PHP preg_match - capturing attributes that use either double or single quotes


I have a regular expression that looks into HTML files and finds elements based off if they match a regular expression I pass in. One main thing that determines if the element is matched is what the id is. The id has to be some special characters that I decided to use. The problem is, I know that some people will use either double OR single quotes when writing ids in HTML. I want to be able to catch either case. So my regular expression is this:

preg_match('@(<)([^\s]*).*(id)\s*=\s*["|\']{{ALViewElement_'.$viewElement.'}}["|\'][^/]*?(>)@i', $viewFile, $elementMatches, PREG_OFFSET_CAPTURE)

Close to the middle you'll see where I have id. After the equals sign I have ["|\'] and then at the end I have the same thing for the closing quote.
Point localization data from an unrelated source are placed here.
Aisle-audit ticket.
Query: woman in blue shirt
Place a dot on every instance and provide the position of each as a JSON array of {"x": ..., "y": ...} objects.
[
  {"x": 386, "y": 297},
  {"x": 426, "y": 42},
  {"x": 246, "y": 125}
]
If my html looks like this, I get a match:

<section  id="{{ALViewElement_resume}}" data-test="testing" >
            <!--{{RESUME_ADD_CHANGE_PIECE}}-->
            <!--{{RESUME}}-->
        </section>

However, if I use single quotes instead, it doesn't match:

<section  id='{{ALViewElement_resume}}' data-test="testing" >
            <!--{{RESUME_ADD_CHANGE_PIECE}}-->
            <!--{{RESUME}}-->
        </section>

I can't seem to figure out what's wrong with my regular expression that it won't pick up the single quotes. Any ideas?


Solution

  • I give you a general answer, then you can adapt it to your case. To match single or double quotes, the tricks are:

    1) use a backreference (\1 refer to the capture group 1):

    the simple method with a lazy quantifier:

    (["']).*?\1

    the optimised and safer method (deals with escaped quotes):

    (["'])(?>[^"']|["'](?<!\1)|(?<=\\)\1)*+\1

    2) use an alternation:

    (?>"....."|'.....')

    interesting variant with capture groups:

    (?|"...(###)..."|'...(###)...')

    and the two capture groups have the same number.

    Notice: the problem doesn't come from your pattern.